De acordo com a delegada Anagreici Manfrin, responsável pela investigação, o suspeito foi até a residência das vítimas levando uma garrafa com cerca de dois litros de gasolina e um isqueiro. No local, ele despejou o combustível sobre a madrasta e tentou iniciar o fogo.
Ainda conforme a apuração, o homem puxou a vítima pelos cabelos, arrancando parte deles, e a derrubou no chão. Em seguida, tentou acionar o isqueiro, momento em que houve luta corporal.
O pai interveio e conseguiu impedir que o fogo fosse iniciado. Mesmo assim, o suspeito ainda tentou arrastar a madrasta, possivelmente com a intenção de lançá-la do segundo andar da residência.
Após o crime, o homem fugiu. No dia seguinte, a madrasta procurou a delegacia e solicitou medidas protetivas. Segundo a polícia, ela apresentava odor de gasolina e lesões pelo corpo, decorrentes do contato com o combustível e das agressões.
A prisão preventiva foi solicitada no dia 8 de abril e cumprida no dia seguinte. O suspeito não possui antecedentes criminais e permaneceu em silêncio durante o depoimento.
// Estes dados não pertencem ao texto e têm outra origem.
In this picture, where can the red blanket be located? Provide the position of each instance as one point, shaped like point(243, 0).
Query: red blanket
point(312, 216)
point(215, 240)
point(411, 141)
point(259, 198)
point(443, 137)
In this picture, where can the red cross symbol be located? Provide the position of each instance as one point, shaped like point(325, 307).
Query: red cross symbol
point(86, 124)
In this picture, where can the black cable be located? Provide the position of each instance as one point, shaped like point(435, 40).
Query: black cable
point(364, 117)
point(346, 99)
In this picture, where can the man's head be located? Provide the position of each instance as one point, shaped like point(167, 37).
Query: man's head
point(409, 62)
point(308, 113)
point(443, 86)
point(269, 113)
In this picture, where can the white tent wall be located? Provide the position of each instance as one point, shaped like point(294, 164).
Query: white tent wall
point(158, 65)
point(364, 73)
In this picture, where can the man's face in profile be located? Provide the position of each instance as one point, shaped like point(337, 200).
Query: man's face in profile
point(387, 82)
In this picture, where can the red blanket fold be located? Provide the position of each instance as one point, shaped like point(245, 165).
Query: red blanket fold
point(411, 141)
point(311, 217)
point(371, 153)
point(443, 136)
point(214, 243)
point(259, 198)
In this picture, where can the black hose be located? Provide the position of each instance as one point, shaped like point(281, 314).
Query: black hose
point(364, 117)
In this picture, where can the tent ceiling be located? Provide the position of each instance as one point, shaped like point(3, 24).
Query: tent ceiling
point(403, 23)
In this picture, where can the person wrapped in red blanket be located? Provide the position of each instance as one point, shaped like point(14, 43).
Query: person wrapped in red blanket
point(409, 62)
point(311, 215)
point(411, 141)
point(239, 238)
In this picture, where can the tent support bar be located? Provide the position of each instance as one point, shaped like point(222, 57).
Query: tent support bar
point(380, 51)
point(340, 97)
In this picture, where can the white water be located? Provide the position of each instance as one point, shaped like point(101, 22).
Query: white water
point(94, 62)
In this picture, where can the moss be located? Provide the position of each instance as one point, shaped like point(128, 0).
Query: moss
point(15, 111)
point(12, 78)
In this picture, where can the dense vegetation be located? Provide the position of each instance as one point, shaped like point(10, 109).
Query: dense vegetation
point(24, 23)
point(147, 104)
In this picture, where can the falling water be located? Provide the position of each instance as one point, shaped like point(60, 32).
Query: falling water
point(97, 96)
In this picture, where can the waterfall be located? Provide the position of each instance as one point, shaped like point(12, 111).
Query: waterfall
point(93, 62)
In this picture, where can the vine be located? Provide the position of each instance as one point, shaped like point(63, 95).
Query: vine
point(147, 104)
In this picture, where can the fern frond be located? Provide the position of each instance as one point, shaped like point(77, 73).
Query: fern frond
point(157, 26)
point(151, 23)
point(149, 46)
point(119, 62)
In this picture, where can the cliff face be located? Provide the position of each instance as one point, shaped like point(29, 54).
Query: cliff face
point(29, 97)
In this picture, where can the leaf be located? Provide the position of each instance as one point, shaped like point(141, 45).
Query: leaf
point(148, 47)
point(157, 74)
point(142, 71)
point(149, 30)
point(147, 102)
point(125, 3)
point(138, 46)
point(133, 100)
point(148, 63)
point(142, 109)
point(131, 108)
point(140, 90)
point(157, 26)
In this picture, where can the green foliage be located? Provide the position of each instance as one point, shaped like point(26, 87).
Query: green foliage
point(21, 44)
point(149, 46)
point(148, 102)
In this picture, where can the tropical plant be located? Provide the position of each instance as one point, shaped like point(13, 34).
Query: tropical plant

As investigações apontam que o crime foi premeditado e teve como motivação conflitos familiares relacionados à posse de um lote. As ameaças teriam começado em janeiro e se intensificado após um desentendimento recente envolvendo a retirada de um vaso de plantas.
Para a Polícia Civil, houve intenção direta de matar a madrasta e, ao espalhar o combustível pela residência, o investigado também assumiu o risco de atingir o pai, o que caracteriza dolo eventual.
A delegada destacou que, mesmo sendo réu primário, a prisão foi fundamentada na gravidade, na premeditação e na forma como a ação foi executada.
O suspeito, que é enfermeiro, morava em uma casa no mesmo lote que o pai e a madrasta, porém em imóvel separado. Segundo informações, a família é conhecida na cidade e não havia histórico anterior de violência nesse nível.
O homem permanece à disposição da Justiça e pode cumprir pena de 12 a 30 anos de prisão em caso de condenação.